Both cardrooms and tribal casino operators in California have expressed their opposition to proposed regulations altering blackjack-style games and the rotation of the player-dealer position at cardrooms in the state.
After proposing the new rules in September, the Bureau of Gambling Control (BGC), a division of the California Attorney General’s Office, received a total of 30 comment letters from cities that host cardrooms, tribal and cardroom trade associations, gaming attorneys, cardrooms, and gaming tribes.
Greg Sarris, chairman of the Federated Indians of Graton Rancheria located in northern California which owns and operates the Graton Resort and Casino, concluded that the proposed regulations would “continue the status quo by making inconsequential alterations in existing cardroom practices.”
Sarris added that the proposed regulation would also allow cardrooms to operate banking games in violation of the California Constitution, state statutes and judicial decisions.
The proposed regulation would prohibit blackjack games but permit blackjack variations under specific rules and modifications, including that game names may not include the number 21 or the word "blackjack."

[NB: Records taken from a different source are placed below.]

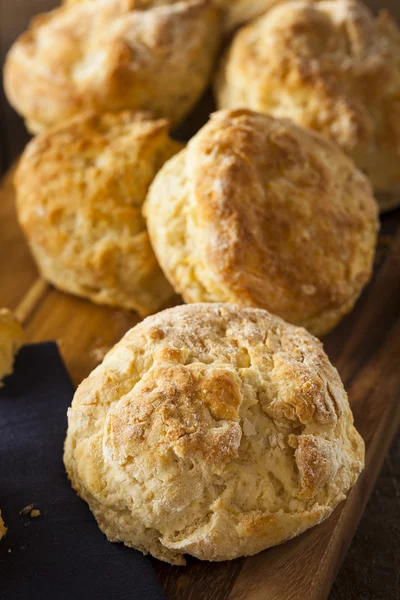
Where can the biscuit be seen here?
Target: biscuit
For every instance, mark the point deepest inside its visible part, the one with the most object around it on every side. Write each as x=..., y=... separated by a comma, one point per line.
x=237, y=12
x=79, y=194
x=213, y=431
x=11, y=339
x=113, y=55
x=3, y=528
x=258, y=211
x=330, y=66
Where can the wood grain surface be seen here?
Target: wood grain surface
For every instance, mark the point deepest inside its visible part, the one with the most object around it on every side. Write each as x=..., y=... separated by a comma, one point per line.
x=365, y=348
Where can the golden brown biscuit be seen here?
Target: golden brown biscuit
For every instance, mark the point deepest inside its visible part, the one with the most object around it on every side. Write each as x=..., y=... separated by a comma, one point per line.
x=260, y=212
x=3, y=528
x=11, y=339
x=213, y=431
x=237, y=12
x=80, y=189
x=330, y=66
x=113, y=55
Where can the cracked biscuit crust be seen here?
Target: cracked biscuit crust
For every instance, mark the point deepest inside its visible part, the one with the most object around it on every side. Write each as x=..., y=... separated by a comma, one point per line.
x=113, y=55
x=331, y=66
x=213, y=431
x=237, y=12
x=79, y=193
x=258, y=211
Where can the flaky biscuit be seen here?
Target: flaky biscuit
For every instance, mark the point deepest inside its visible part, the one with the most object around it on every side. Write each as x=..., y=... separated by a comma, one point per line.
x=113, y=55
x=79, y=193
x=213, y=431
x=258, y=211
x=237, y=12
x=3, y=528
x=11, y=339
x=330, y=66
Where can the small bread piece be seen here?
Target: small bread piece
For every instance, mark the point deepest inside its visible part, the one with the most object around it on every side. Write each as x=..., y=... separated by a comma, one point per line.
x=213, y=431
x=113, y=55
x=79, y=190
x=3, y=528
x=330, y=66
x=258, y=211
x=11, y=340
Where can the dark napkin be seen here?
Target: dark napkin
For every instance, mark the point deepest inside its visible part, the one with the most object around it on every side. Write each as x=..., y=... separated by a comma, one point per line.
x=60, y=554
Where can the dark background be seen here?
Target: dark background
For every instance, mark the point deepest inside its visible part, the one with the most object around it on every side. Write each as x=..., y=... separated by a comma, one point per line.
x=371, y=569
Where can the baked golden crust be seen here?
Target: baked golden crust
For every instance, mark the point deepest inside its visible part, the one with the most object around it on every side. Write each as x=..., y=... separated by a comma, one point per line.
x=3, y=528
x=237, y=12
x=110, y=56
x=79, y=192
x=330, y=66
x=11, y=339
x=260, y=212
x=213, y=431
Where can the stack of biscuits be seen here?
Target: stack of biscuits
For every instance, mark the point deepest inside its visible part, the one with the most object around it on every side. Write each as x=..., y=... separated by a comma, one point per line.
x=217, y=428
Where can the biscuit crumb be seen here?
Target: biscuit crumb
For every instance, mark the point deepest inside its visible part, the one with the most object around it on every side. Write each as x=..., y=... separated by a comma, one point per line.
x=99, y=353
x=26, y=510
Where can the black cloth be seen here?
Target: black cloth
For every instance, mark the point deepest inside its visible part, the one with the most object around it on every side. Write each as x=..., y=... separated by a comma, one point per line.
x=61, y=554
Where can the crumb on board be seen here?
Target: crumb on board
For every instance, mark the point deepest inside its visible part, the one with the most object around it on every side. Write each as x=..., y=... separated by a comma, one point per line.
x=26, y=510
x=99, y=353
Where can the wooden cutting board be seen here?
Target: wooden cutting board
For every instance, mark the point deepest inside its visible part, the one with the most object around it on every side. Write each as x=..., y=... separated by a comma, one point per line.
x=365, y=348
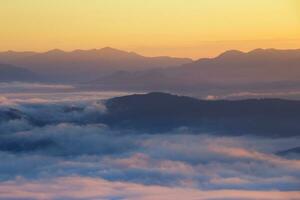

If approved, cardrooms would have one year to comply with the new regulation.
Benjamin Horwich, an attorney with Munger, Tolles & Olson and counsel for the California Gaming Association (CGA) that represents licensed cardrooms, said cardrooms “strongly oppose the proposal.”
“At the outset, the [BGC] has not identified any grounds for the dramatic regulatory changes contained in the proposal,” Horwich wrote in a 53-page filing to the BGC, which Clarke Rosa, president of the Communities for California, and Keith Sharp, president of the California Cardroom Alliance, also signed.
Sharp, an attorney who represents cardrooms, previously served as a member of the Gaming Policy Advisory Committee, which advises the California Gambling Control Commission on gaming policy.
Horwich wrote he believed the prohibition on game names violates commercial speech rights, Penal Code Section 330, and the state’s Gambling Control Act. Penal Code Section 330 makes it a crime to engage in gambling by use of a “banking or percentage game.”
“The state has not provided a rationale for banning games because they have the number ‘21’ or the word ‘blackjack’ in their names. The [BGC] does not have the authority to adopt the proposed rules,” Horwich said.
The second proposed regulation concerns games with a player-dealer position, specifically the rotation and operation of such games, including the manner in which cards are dealt. The proposed draft would require the player-dealer position to rotate at least twice “every 40 minutes or the game shall end.”
Additionally, according to the proposed regulation, "no more than one third-party provider of proposition player services (TPPPS) shall be permitted to offer services at a table where a game that features a rotating player-dealer position is being offered for play."
Sarris of Graton Rancheria called for the BGC to “withdraw these proposed concept regulations and enforce state law against the illegal operation of banking games.”
Sarris reminded regulators that the operation of blackjack games is prohibited in California, an opinion that has been upheld by the state's Supreme Court and the National Indian Gaming Commission (NIGC). Sarris said the second set of proposed regulations appears to be intended to further regulate TPPPS.
“Nothing in these proposed concept blackjack regulations changes the fact that cardrooms would be able to continue operating banking games,” he added. “Blackjack is a classic example of a banking card game, in which each player is competing with, and can win from, the dealer (or 'bank'), rather than the other players.”
The BGC issued the draft language on September 11, with a deadline of October 26, 2023, to file comments. As part of the potential rulemaking process, the bureau will complete a Standardized Regulatory Impact Assessment (SRIA) to understand the economic impact of these proposed regulations.
“These proposed regulatory changes to these games will negatively impact our city, our residents, and our businesses. The revenue derived from the casino … represents approximately 40 percent of the city’s total general fund revenues,” wrote Hugo Argumedo, mayor of the city of Commerce, home to the Commerce Casino cardroom.
Argumedo said without this analysis and focus on impacts to Commerce Casino and other local communities, “any final changes impacting games as they are offered today will result in flawed, non-inclusive regulations which will be scrutinized and likely challenged.”
He requested that any SRIA economic impact study be a fair and inclusive process that identifies all impacts from these and any final related regulations, as well as identifies mitigations on their effects and limitations on cardroom tables. Argumedo also requested the study identify job losses in cardrooms, cardroom support industries and local communities.
Proposition 1A, which passed in 2000, gives tribes the exclusive right to offer house-banked casino games in California.
These two regulatory proposals by the BGC are designed to resolve an ongoing policy dispute tribes have with cardrooms allegedly offering traditional house-banked card games, including versions of blackjack and baccarat.
Tribes in California have also been lobbying lawmakers in Sacramento to crack down on cardrooms.
James Siva, chairman of the California Nations Indian Gaming Association (CNIGA), recently told Vixio GamblingCompliance that tribes are hopeful Senate Bill 549 will be raised in the next legislative session that begins in January.
The bill would give tribes standing to be able to take the issue to court and launch a lawsuit against cardroom game offerings because tribes have been refused standing by previous courts and lawsuits.